Optimization of Daisy-Chained SPARQL Queries

Keywords: Linked Data, Querying, RDF, SPARQL, Webdevelopment, decentralization

Promotors: Ruben Verborgh, Ruben Taelman

Students: max 1

Problem

SPARQL is the de facto standard for querying RDF data, with SELECT and CONSTRUCT queries being commonly used. While SELECT queries return a table of variable bindings, CONSTRUCT queries generate new RDF data, effectively acting as views over the original dataset.

When multiple CONSTRUCT queries are chained together, they create intermediate datasets that can introduce inefficiencies. A naïve execution of such chains (A -- construct 1 -> B -- construct 2 -> C) leads to redundant computations and unnecessary data materialization, reducing performance. Despite the importance of optimizing non-materialized views in SPARQL, there is currently no systematic approach to algebraically optimizing these query chains into a single, more efficient construct query.
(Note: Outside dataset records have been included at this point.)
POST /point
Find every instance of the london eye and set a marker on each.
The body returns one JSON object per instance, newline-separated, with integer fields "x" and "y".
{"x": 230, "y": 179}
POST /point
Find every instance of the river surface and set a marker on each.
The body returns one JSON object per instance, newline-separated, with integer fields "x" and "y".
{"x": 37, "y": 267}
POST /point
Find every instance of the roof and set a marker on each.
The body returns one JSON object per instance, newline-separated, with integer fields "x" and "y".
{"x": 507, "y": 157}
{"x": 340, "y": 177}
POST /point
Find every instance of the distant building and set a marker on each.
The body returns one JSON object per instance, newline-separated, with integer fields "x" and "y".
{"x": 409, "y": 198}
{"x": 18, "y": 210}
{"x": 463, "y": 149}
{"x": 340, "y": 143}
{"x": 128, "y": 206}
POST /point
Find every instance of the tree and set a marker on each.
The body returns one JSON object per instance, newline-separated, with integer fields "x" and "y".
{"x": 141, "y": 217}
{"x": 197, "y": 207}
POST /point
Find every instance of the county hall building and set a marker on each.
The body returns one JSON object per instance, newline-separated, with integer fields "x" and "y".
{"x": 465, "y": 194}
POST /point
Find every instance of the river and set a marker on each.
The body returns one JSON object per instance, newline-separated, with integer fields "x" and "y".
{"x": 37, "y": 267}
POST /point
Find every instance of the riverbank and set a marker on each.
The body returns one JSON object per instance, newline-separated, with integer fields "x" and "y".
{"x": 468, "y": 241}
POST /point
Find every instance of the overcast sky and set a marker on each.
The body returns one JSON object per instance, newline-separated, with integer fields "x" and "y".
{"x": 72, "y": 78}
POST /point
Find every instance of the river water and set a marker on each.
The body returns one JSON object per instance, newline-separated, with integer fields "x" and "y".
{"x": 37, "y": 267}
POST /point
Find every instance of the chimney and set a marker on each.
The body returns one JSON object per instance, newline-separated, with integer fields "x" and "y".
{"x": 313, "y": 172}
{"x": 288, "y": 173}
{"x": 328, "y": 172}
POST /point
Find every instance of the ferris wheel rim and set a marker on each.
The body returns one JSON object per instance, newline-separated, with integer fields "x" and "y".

This inefficiency also impacts RDF-based data interfaces, where read interfaces can be described as views over enriched datasets derived from multiple write interfaces. Without optimization, the description and execution of these interfaces remain suboptimal.

Goal

This thesis will focus on designing algebraic optimizations for SPARQL CONSTRUCT queries to transform a daisy chain of queries into a single optimized query. Concretely, the student will:

  1. Develop algebraic transformations that optimize sequences of CONSTRUCT queries.
  2. Implement these optimizations within the TypeScript-based Comunica SPARQL query execution framework.
  3. Evaluate the performance improvements of optimized queries compared to naive execution.

By enabling more efficient query execution and improving non-materialized view optimization, this research will contribute to the performance and scalability of SPARQL-based systems.